With duplicate ACKs, the receiver sends an acknowledgment after the reception of a packet. If a packet is not received but its subsequent packet arrives, the ACK for the subsequent packet is a duplicate ACK. TCP source interprets the reception of three duplicate ACKs as an indication of packet loss. Duplicate ACKs avoid the long wait for the retransmission timer to expire, and therefore, delivers a faster feedback than timeout.
Both timeout and duplicate ACKs methods send congestion feedback at the cost of packet losses, which not only increase the traffic in the network, but also add large transfer delay. Studies [ 3, 4, 5, 6, 7] show that the throughput of the TCP connection is limited by packet loss probability.
The congestion feedbacks from timeout and duplicate ACKs are implicit because they are inferred by the networks. In timeout method, incorrect timeout value may cause erroneous inference at the source. In duplicate ACKs method, all layers must send the packets in order. If some links have selective local link-layer retransmission, like those used in wireless links to combat transmission errors, the packets are not delivered in order. The inference of congestion from duplicate ACKs us no longer valid.
Ramakrishnan and Jain's work in [ 8], which has been popularly called the DECbit scheme, uses a single bit in the network layer header to signal the congestion. The Explicit Congestion Notification (ECN) [ 9, 10], motivated by the DECbit scheme, provides a mechanism for intermediate routers to send early congestion feedback to the source before actual packet losses happen. The routers monitor their queue length. If the queue length exceeds a threshold, the router marks the Congestion Experiencedbit in the IP header. Upon the reception of a marked packet, the receiver marks the ECN-Echobit in the TCP header of the acknowledgment to send the congestion feedback back to the source. In this way, ECN delivers an even faster congestion feedback explicitly set by the routers.
In most ECN implementations, when congestion happens, the congested router marks the incoming packet. When the buffer is full or when a packet needs to be dropped as in Random Early Detection (RED), some implementations have the ``drop from front'' option to drop packets from the front of the queue, as suggested in Yin [ 12] and Lakshman [ 13]. However, none of these implementations mark the packet from the front of the queue.
In this paper, we propose the ``mark-front'' strategy. When a packet is sent from a router, the router checks whether its queue length is greater than the pre-determined threshold. If yes, the packet is marked and sent to the next router. The mark-front strategy differs from the current ``mark-tail'' policy in two ways. First, the router marks the packet in the front of the queue and not the incoming packet, so the congestion signal does not undergo the queueing delay as the data packets. Second, the router marks the packet at the time when it is sent, and not at the time when the packet is received. In this way, a more up-to-date congestion feedback is given to the source.

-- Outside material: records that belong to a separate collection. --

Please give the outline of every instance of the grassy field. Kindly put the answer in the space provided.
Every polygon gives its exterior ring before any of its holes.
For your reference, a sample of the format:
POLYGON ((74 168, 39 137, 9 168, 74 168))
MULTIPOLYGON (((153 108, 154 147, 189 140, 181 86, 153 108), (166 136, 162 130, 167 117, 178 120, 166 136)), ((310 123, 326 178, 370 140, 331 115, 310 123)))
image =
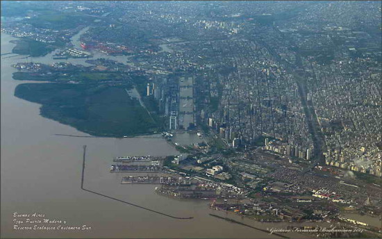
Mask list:
POLYGON ((51 74, 44 76, 35 75, 35 73, 29 72, 15 72, 13 79, 20 81, 81 81, 84 83, 92 83, 97 81, 122 81, 123 76, 115 72, 69 72, 66 75, 64 72, 54 72, 51 74))
POLYGON ((122 137, 150 133, 158 125, 125 91, 129 85, 26 83, 15 95, 42 104, 42 116, 92 135, 122 137))

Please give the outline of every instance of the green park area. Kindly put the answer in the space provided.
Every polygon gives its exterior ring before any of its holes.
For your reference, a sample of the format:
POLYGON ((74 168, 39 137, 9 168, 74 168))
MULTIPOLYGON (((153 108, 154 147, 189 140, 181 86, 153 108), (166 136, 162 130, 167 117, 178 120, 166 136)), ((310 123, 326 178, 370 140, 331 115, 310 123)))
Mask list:
POLYGON ((125 89, 131 85, 108 86, 58 83, 17 85, 15 95, 41 104, 40 114, 92 135, 134 136, 158 129, 138 99, 125 89))

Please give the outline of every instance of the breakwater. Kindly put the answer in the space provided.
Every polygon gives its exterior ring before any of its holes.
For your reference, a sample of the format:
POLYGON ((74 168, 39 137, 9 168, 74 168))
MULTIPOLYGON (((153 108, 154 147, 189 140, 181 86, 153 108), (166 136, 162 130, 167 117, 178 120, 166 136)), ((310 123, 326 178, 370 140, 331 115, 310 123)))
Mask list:
POLYGON ((110 196, 108 196, 108 195, 103 195, 103 194, 101 194, 101 193, 97 192, 94 192, 94 191, 88 190, 88 189, 85 189, 85 188, 83 187, 83 181, 84 181, 84 178, 85 178, 85 158, 86 158, 86 145, 84 145, 84 146, 83 146, 83 162, 82 162, 81 183, 81 188, 83 190, 87 191, 87 192, 92 192, 92 193, 93 193, 93 194, 95 194, 95 195, 99 195, 99 196, 102 196, 102 197, 106 197, 106 198, 108 198, 108 199, 115 200, 115 201, 118 201, 122 202, 122 203, 126 204, 128 204, 128 205, 131 205, 131 206, 133 206, 137 207, 137 208, 139 208, 144 209, 144 210, 146 210, 146 211, 150 211, 150 212, 155 213, 157 213, 157 214, 160 214, 160 215, 162 215, 168 217, 174 218, 174 219, 182 219, 182 220, 192 219, 192 218, 194 218, 193 217, 180 217, 172 216, 172 215, 168 215, 168 214, 166 214, 166 213, 161 213, 161 212, 155 211, 155 210, 152 210, 152 209, 150 209, 150 208, 145 208, 145 207, 142 206, 139 206, 139 205, 136 205, 136 204, 131 204, 131 203, 130 203, 130 202, 128 202, 128 201, 124 201, 124 200, 118 199, 115 198, 115 197, 110 197, 110 196))

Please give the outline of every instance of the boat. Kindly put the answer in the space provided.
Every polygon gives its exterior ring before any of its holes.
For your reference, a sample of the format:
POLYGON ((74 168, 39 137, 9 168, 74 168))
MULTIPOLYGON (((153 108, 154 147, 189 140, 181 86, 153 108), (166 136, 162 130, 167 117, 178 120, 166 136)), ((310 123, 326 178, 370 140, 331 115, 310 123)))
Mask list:
POLYGON ((80 46, 82 47, 83 49, 86 49, 88 48, 88 46, 86 45, 85 43, 83 43, 83 42, 81 42, 80 44, 80 46))

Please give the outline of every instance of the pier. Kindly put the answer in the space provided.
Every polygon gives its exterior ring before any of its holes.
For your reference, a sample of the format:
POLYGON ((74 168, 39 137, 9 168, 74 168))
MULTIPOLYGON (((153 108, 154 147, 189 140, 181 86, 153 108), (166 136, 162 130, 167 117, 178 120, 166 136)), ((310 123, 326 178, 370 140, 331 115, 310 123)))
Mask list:
POLYGON ((180 217, 172 216, 172 215, 168 215, 168 214, 166 214, 166 213, 161 213, 161 212, 155 211, 155 210, 152 210, 152 209, 150 209, 150 208, 147 208, 143 207, 143 206, 139 206, 139 205, 136 205, 136 204, 131 204, 131 203, 130 203, 130 202, 128 202, 128 201, 124 201, 124 200, 118 199, 115 198, 115 197, 110 197, 110 196, 108 196, 108 195, 103 195, 103 194, 101 194, 101 193, 97 192, 94 192, 94 191, 88 190, 88 189, 85 189, 85 188, 83 187, 83 181, 84 181, 84 177, 85 177, 85 158, 86 158, 86 145, 84 145, 84 146, 83 146, 83 162, 82 162, 81 183, 81 188, 83 190, 86 191, 86 192, 91 192, 91 193, 93 193, 93 194, 99 195, 99 196, 102 196, 102 197, 106 197, 106 198, 108 198, 108 199, 115 200, 115 201, 118 201, 122 202, 122 203, 124 203, 124 204, 128 204, 128 205, 130 205, 130 206, 135 206, 135 207, 141 208, 141 209, 144 209, 144 210, 146 210, 146 211, 150 211, 150 212, 151 212, 151 213, 157 213, 157 214, 160 214, 160 215, 162 215, 168 217, 171 217, 171 218, 174 218, 174 219, 181 219, 181 220, 187 220, 187 219, 192 219, 192 218, 194 218, 194 217, 180 217))

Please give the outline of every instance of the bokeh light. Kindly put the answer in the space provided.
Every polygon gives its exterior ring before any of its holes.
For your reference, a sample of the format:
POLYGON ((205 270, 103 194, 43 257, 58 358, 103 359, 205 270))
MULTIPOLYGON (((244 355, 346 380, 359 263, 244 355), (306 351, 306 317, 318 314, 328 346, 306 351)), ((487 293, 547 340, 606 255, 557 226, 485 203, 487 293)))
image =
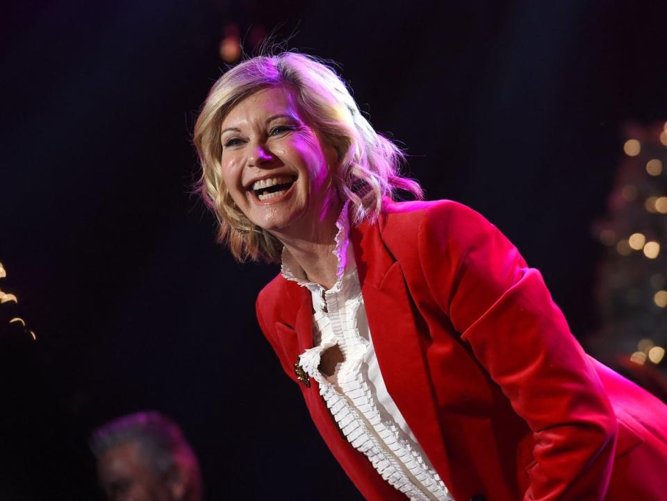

The mark-front strategy also differs from the ``drop from front'' option, because when packets are dropped, only implicit congestion feedback can be inferred from timeout or duplicate ACKs. When packets are marked, explicit and faster congestion feedback is sent to the source.
Our study finds that, by providing faster congestion feedback, mark-front strategy reduces the buffer size requirement at the routers; it avoids packet losses and thus improves the link efficiency when the buffer size in routers is limited. Our simulations also show that mark-front strategy improves the fairness among old and new users, and alleviates TCP's discrimination against connections with large round trip times.
This paper is organized as follows. In section 2 we describe the assumptions for our analysis. Dynamics of queue growth with TCP window control is studied in section 3. In section 4, we compare the buffer size requirement of mark-front and mark-tail strategies. In section 5, we explain why mark-front is fairer than mark-tail. In section 6, the simulation results that verify our conclusions are presented.
In [ 9], ECN is proposed to be used with average queue length and RED. The purpose of average queue length is to avoid sending congestion signals caused by bursty traffic, and the purpose of RED is to desynchronize sender windows [ 14, 15] so that the router can have a smaller queue. Because average queue length and RED are difficult to analyzed mathematically, in this paper we assume a simplified congestion detection criterion: when the actual queue lengthis smaller than the threshold, the incoming packet will not be marked; when the actual queue lengthexceeds the threshold, the incoming packet will be marked.
We also make the following assumptions. (1) Receiver windows are large enough so the bottleneck is in the network. (2) Senders always have data to send. (3) There is only one bottleneck link that causes queue buildup. (4) Receivers acknowledge every packet received and there are no delayed acknowledgments. (5) The queue length is measured in packets and all packets have the same size.
In this section, we study the relationship between the window size at the source and the queue size at the congested router. The analysis is made on one connection, simulation results of multiple connections will be presented in section 6.
Under the assumption of one bottleneck, when congestion happens, packets pile up only at the bottleneck router. The following lemma is obvious.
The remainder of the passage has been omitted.